Ein neuer Deutungsversuch: Wer hatte von Abraham Opfer verlangt?

Auch unter den Muslimen und  islamischen Gelehrten und Koranexegeten wird diese Geschichte als „göttliche Prüfung“ wiedergegeben, obwohl diese Geschichte im Koran in einer anderen Weise erzählt wird.  Eine genauere Betrachtung der koranischen Variante gibt aber  genug Raum für eine alternative Interpretationen, die vom  Schema „Befehl und Gehorsam“  abweicht. Der Koran erwähnt diese Geschichte sehr knapp mit einem anderen Tathergang. Im Gegensatz zu anderen koranischen Geschichten wird auf einen genauen Ablauf verzichtet. Die Sache mit Abraham und seinem (namentlich nicht bekannten) Sohn wird gestreift, aber nicht “erzählt”. Dies zeigt, dass der Koran die “unangenehme” biblische Geschichte mit der fragwürdigen Opferung eines Menschen auf “Gottesbefehl” nicht wiederholen will, und auch so nicht akzeptiert.

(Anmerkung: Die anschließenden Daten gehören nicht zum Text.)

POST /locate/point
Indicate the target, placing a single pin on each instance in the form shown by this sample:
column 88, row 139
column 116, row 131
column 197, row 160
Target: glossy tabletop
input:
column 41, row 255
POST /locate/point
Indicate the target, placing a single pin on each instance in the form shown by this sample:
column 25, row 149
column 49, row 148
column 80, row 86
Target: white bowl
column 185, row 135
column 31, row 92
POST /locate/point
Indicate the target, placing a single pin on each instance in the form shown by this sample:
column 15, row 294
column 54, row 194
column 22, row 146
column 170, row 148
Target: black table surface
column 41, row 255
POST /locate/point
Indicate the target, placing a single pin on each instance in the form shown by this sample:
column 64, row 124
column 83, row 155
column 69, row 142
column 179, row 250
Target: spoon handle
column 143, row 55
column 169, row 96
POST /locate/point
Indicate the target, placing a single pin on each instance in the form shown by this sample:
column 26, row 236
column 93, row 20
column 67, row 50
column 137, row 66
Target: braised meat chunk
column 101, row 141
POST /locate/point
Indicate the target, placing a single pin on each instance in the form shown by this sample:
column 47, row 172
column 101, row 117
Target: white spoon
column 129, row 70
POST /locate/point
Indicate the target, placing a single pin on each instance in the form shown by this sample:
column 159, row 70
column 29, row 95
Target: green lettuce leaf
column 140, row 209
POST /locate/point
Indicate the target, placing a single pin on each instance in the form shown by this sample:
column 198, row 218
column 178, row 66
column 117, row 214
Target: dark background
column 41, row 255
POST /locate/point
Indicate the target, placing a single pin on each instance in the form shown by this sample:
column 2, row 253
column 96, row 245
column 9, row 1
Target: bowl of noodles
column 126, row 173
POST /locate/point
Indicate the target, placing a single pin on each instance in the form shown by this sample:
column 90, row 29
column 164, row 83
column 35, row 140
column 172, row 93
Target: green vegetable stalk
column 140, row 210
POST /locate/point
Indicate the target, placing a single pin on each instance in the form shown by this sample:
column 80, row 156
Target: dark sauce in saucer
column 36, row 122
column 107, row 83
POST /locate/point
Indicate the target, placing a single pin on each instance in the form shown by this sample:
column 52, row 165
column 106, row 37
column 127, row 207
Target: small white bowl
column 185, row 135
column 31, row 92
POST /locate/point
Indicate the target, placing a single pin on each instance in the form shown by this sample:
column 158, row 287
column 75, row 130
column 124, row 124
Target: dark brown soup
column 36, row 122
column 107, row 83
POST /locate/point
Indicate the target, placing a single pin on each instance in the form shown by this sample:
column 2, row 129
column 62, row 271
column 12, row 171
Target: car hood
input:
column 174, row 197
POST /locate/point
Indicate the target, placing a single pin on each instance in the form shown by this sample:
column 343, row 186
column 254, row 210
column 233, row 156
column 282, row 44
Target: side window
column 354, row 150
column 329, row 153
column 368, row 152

[Abraham sagte:] „Gewiss, ich bin auf dem Weg zu meinem Herrn; Er wird mich rechtleiten.“ Mein Herr, schenke mir einen von den Rechtschaffenen. Da verkündeten Wir ihm einen nachsichtigen Jungen.  Als dieser das Alter erreichte, dass er mit ihm laufen konnte, sagte er: „O mein lieber Sohn, ich sehe im Schlaf, dass ich dich schlachte. Schau jetzt, was du (dazu) meinst.“ Er sagte: „O mein lieber Vater, tu, was dir befohlen wird. Du wirst mich, wenn Allah will, als einen der Standhaften finden.“ Als sie sich beide ergeben gezeigt hatten und er ihn auf die Seite der Stirn niedergeworfen hatte, riefen Wir ihm zu: „O Ibrāhīm, du hast das Traumgesicht bereits wahr gemacht.“ Gewiss, so vergelten Wir den Gutes Tuenden. Das ist wahrlich die deutliche Prüfung. Und Wir lösten ihn mit einem großartigen Schlachtopfer aus.“ (Koran, 37: 100-107)

 

Daraus können wir nur folgendes ableiten:

1)      Es ist nicht Gott, der Abraham explizit zu dieser Tat auffordert. Abraham hatte nur einen Traum, dass er seinen Sohn „schlachtet“. Hier ist keine Rede von einem „Opfer“. Es heißt auch nicht, dass er von Gott oder Jemanden eine Aufforderung zum Opfer erhalten hat.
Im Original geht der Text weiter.